Kinose Rikuya, Utsumi Yuzuko, Iwamura Masakazu, Kise Koichi
Graduate School of Engineering, Osaka Prefecture University, Sakai, Japan.
Graduate School of Informatics, Osaka Metropolitan University, Sakai, Japan.
Front Plant Sci. 2023 Jan 13;13:1016507. doi: 10.3389/fpls.2022.1016507. eCollection 2022.

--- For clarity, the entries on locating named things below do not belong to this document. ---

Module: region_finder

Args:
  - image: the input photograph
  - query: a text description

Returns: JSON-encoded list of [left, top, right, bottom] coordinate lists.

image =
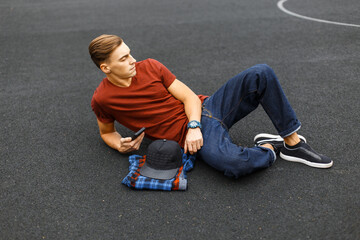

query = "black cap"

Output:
[[140, 139, 182, 180]]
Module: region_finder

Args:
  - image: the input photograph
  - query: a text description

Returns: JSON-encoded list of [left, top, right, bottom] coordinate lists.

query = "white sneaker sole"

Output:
[[254, 133, 306, 143], [280, 152, 333, 168]]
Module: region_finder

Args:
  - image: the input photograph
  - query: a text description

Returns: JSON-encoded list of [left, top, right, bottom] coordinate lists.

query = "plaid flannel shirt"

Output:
[[122, 152, 195, 191]]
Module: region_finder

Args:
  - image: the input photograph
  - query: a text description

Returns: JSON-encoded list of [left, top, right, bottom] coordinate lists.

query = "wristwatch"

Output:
[[187, 120, 201, 129]]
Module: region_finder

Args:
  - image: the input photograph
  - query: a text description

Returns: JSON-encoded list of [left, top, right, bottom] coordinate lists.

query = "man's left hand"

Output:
[[184, 128, 204, 155]]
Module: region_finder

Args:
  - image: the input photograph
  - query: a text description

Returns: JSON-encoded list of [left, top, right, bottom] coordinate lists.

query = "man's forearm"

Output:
[[184, 95, 201, 122]]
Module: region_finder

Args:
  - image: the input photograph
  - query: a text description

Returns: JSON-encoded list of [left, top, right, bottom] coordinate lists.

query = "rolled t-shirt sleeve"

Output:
[[91, 97, 115, 123]]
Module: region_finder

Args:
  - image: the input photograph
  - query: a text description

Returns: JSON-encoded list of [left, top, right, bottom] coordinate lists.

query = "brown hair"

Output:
[[89, 34, 123, 68]]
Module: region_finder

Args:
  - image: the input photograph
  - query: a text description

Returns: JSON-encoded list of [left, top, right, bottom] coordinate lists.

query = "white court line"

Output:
[[277, 0, 360, 27]]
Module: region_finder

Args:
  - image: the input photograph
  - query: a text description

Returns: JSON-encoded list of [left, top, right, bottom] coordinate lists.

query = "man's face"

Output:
[[102, 42, 136, 79]]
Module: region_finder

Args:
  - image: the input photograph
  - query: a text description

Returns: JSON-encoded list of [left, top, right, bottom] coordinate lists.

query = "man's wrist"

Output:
[[187, 120, 202, 129]]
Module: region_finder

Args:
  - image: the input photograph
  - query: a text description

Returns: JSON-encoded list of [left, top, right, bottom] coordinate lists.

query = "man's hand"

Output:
[[184, 128, 204, 155], [118, 132, 145, 153]]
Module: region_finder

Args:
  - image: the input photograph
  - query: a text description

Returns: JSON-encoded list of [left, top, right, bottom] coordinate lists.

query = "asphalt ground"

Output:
[[0, 0, 360, 239]]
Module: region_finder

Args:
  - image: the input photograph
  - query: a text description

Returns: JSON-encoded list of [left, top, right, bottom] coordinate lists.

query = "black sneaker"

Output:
[[280, 141, 333, 168], [254, 133, 306, 154]]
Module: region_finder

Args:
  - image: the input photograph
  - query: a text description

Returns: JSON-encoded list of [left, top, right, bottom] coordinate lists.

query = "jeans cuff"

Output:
[[279, 122, 301, 138]]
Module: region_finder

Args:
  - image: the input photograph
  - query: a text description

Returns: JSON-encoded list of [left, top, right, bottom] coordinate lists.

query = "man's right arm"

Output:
[[97, 119, 145, 153]]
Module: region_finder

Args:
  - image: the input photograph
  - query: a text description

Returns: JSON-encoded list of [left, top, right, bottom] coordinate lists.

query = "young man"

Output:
[[89, 35, 333, 178]]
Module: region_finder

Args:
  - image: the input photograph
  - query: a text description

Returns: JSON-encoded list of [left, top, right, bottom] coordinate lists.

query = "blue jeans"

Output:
[[198, 64, 301, 178]]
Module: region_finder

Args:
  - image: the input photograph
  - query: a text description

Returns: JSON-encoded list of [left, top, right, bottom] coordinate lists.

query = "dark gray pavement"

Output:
[[0, 0, 360, 240]]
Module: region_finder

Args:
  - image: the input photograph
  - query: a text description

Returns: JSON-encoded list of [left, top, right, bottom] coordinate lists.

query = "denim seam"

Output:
[[222, 90, 257, 127], [201, 106, 229, 131]]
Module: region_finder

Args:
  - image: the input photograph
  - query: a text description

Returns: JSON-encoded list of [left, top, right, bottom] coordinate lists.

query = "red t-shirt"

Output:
[[91, 59, 206, 146]]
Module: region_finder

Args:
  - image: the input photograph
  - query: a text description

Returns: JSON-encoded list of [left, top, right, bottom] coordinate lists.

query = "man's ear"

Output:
[[100, 63, 111, 74]]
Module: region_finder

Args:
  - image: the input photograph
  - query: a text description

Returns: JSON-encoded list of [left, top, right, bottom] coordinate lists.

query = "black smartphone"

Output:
[[131, 127, 145, 140]]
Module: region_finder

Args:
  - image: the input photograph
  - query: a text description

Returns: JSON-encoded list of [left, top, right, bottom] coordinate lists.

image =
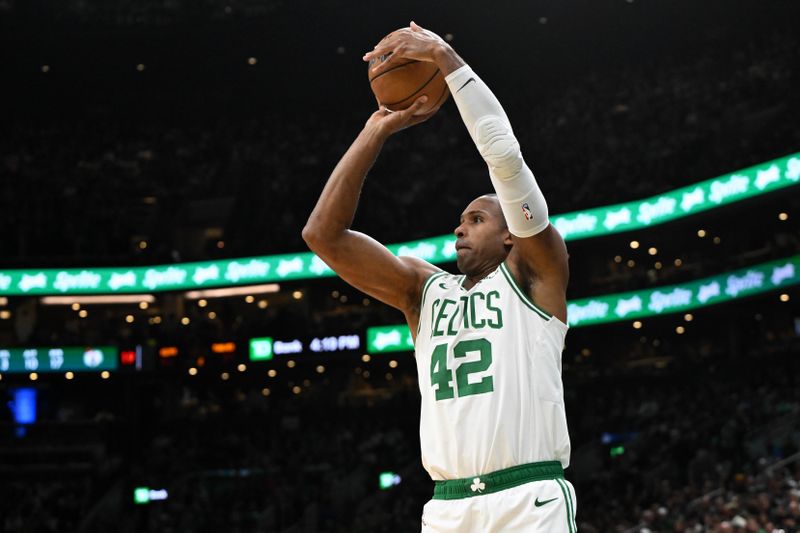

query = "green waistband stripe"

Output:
[[433, 461, 564, 500]]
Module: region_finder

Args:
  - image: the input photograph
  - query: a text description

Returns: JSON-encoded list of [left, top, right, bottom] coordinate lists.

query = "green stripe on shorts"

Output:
[[433, 461, 572, 500]]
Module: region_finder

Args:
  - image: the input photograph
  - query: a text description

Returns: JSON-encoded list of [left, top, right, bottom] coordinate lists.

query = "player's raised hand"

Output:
[[363, 21, 450, 75], [366, 96, 438, 137]]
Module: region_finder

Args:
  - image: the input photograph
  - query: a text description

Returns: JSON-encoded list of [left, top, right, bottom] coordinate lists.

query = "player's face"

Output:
[[454, 196, 511, 276]]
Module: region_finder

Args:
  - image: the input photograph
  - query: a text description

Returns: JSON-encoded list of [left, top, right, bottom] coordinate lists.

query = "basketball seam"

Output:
[[369, 59, 419, 85], [431, 83, 449, 108], [383, 68, 439, 107]]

This paper describes a method based on a deep neural network (DNN) for estimating the number of tillers on a plant. A tiller is a branch on a grass plant, and the number of tillers is one of the most important determinants of yield. Traditionally, the tiller number is usually counted by hand, and so an automated approach is necessary for high-throughput phenotyping. Conventional methods use heuristic features to estimate the tiller number. Based on the successful application of DNNs in the field of computer vision, the use of DNN-based features instead of heuristic features is expected to improve the estimation accuracy. However, as DNNs generally require large volumes of data for training, it is difficult to apply them to estimation problems for which large training datasets are unavailable. In this paper, we use two strategies to overcome the problem of insufficient training data: the use of a pretrained DNN model and the use of pretext tasks for learning the feature representation. We extract features using the resulting DNNs and estimate the tiller numbers through a regression technique. We conducted experiments using side-view whole plant images taken with plan backgroud. The experimental results show that the proposed methods using a pretrained model and specific pretext tasks achieve better performance than the conventional method.
本文描述了一种基于深度神经网络(DNN)的方法,用于估计植物上的分蘖数。分蘖是禾本科植物的一个分支,分蘖数是产量的最重要决定因素之一。传统上,分蘖数通常是人工计数,因此对于高通量表型分析来说,自动化方法是必要的。传统方法使用启发式特征来估计分蘖数。基于DNN在计算机视觉领域的成功应用,使用基于DNN的特征而非启发式特征有望提高估计精度。然而,由于DNN通常需要大量数据进行训练,因此难以将其应用于没有大量训练数据集的估计问题。在本文中,我们使用两种策略来克服训练数据不足的问题:使用预训练的DNN模型和使用前置任务来学习特征表示。我们使用得到的DNN提取特征,并通过回归技术估计分蘖数。我们使用以平面背景拍摄的侧视整株植物图像进行了实验。实验结果表明,使用预训练模型和特定前置任务的所提方法比传统方法具有更好的性能。